The room sat in stunned silence as a, short, poignant presentation was projected on a screen relating the scale of CO2 emissions from Cliffside and its effects on efforts being made to reduce global warming impact elsewhere (a la the 2020 Vision). Efforts by Walmart to make all its stores energy efficient, Home Depot to plant 300,000 trees to sequester carbon, North Carolina to get every household to change one lightbulb to a compact florescent, California to dramatically increase automobile mileage and efficiency, all would be negated in a matter of months by the full-time operation of the new Cliffside plant.
Other states have realized that meeting the power needs of the future using the technology of the past is a losing proposition.
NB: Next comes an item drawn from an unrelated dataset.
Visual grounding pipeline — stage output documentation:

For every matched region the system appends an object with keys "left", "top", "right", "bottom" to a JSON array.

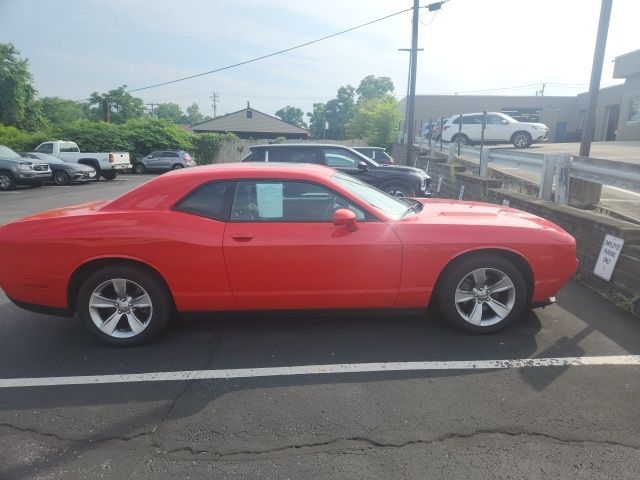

As a result, new jobs, new technologies, and new industries are sprouting up in other places, not new coal plants. Meanwhile, North Carolina is left bickering about dirty vs. dirtier.

We cannot stand by and let Duke Energy make a mockery of our future! We have too much to lose!
A third hearing has been organized for Raleigh, next Tuesday, October 23, to allow residents to have their voices heard in the central, highly populated region of the state.
The Department of Air Quality will continue to take written comments about the Cliffside Proposal until October 31st. To take action:
-Mail written comments by October 31 to: Don Van der Vaart, DAQ Permits Section, Re: Cliffside Permit, NC Division of Air Quality, 1641 Mail Service Center, Raleigh, NC, 27699-1641. Email comments to: Donald.vanderVaart@ncmail.net.
-Attend the Raleigh Citizens’ Hearing Tuesday, October 23, 6-8:30 pm
Cameron Village Regional Library
1230 Clarke Street
Mebbe, dey gonna hafta to git a mite thirstier in Raleigh, first, Big Jim.
This is great! We need to keep stopping coal projects. Some of us plan to organize a “shut down coal spring break” next semester. We hope to make it national/international to make coal investments really risky and send a signal to Congress that we’re taking global warming seriously and want no coal. This needs to keep moving forward!